What all are local authorities?

  1. City corporations
  2. Municipalities
  3. Port trusts
Choose the incorrect option.

a) 2 only

b) 1 only

c) 3 only

d) None of the Above

Answer: (d)

Local authorities are city corporations, municipalities and port trusts.

Question : 2

Consider the following statements:

  1. High growth will lead to inflation.
  2. High growth will lead to deflation.
Which of the statements given above is/are correct?

a) Only 2

b) Only 1

c) Both 1 and 2

d) Neither 1 nor 2

Answer: (b)

Typically, higher inflation is caused by strong economic growth.
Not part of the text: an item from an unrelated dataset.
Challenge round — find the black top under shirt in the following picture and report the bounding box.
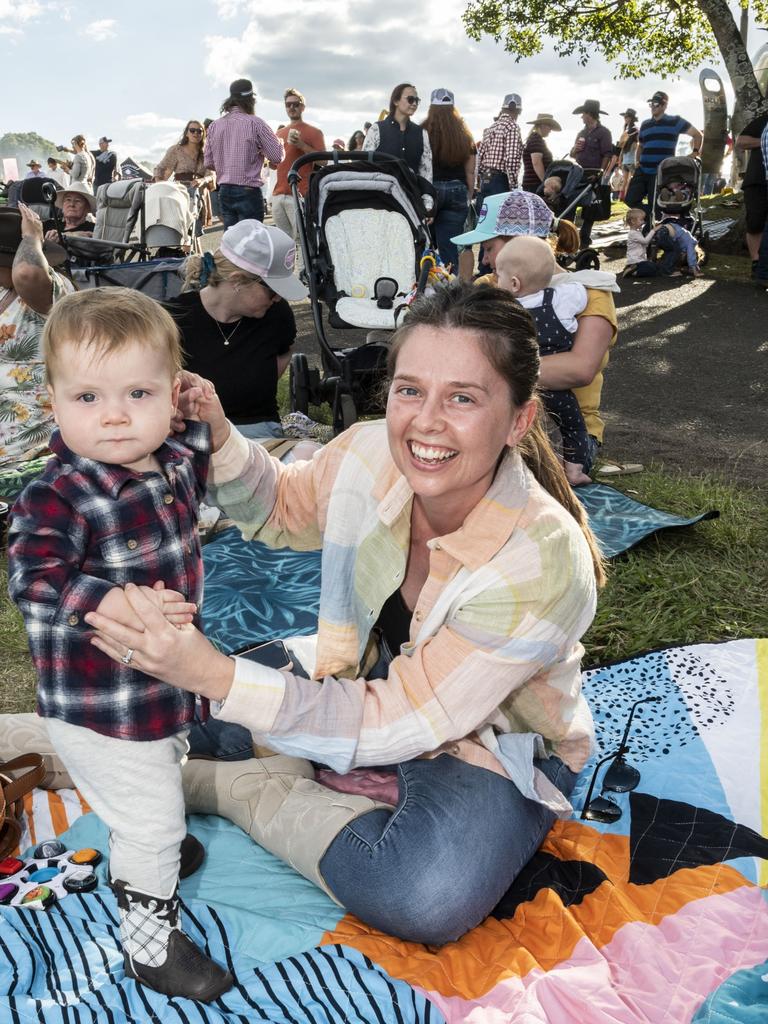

If Aggregate demand in an economy expanded faster than aggregate supply, we would expect to see a higher inflation rate.

If demand is rising faster than supply, then this suggests that economic growth is higher than the long-run sustainable rate of growth.

Question : 3

NABARD is related with

a) National Rural Development Institution

b) National Financial Institution

c) National Bank for Agriculture and Rural Development

d) National Agriculture Development Institution

Answer: (c)

Question : 4

Which of the following statements correctly expresses the difference between preference shares and equity shares?

a) equity shareholders have no voting right but preference shareholders have voting rights

b) preference shareholders have no right to profit whereas equity shareholders have a right to profit

c) preference shareholders have no have voting rights but equity shareholders have voting rights

d) preference shareholders get exemption from taxes while equity shareholders do not get any exemption

Answer: (b)

Question : 5

If the supply of money is increased in the economy, then which of the following statements are true:

a) It may lead to decrease in interest rates

b) It will necessarily lead to economic growth

c) It may lead to increase in interest rates

d) None of the above

Answer: (a)

Increase in money supply may not necessarily lead to economic growth. But when the supply of money increases, the interest rate comes down (concept of demand and supply).

Question : 6

A reduction in repo rate by RBI may not be transmitted into lending rate in the economy because of:

  1. Banks cost of funds remaining high
  2. Government offering higher interest on its own savings schemes
  3. Liquidity crunch in the economy
Select the correct answer using the code given below:

a) (ii) & (iii) only

b) (i) & (iii) only

c) (i) & (ii) only

d) All of the above

Answer: (d)

The price of a product depends on its cost of production and its demand in the market both. If cost of production increases then the price of the product will increase and if cost of production does not increase but if demand increases then also price will increase because suppliers will sell at a higher rate. Apply the same logic for this question. The product here is money/rupee.

The lending rate in the economy may remain high, in spite of RBI reducing the repo rate because, banks may be offering higher deposit rates to the public, which is basically the cost of money for banks.

When Government offers a higher interest rate on its savings schemes then banks are not willing to reduce their own deposit rate, as they fear that they will lose depositors. When banks don’t reduce the deposit rates, they do not reduce the lending rates.

If there is a liquidity crunch in the economy i.e. there is more demand for money than the supply then the suppliers of money i.e. banks may not reduce the lending rate (the price of money) in spite of RBI reducing the repo rate.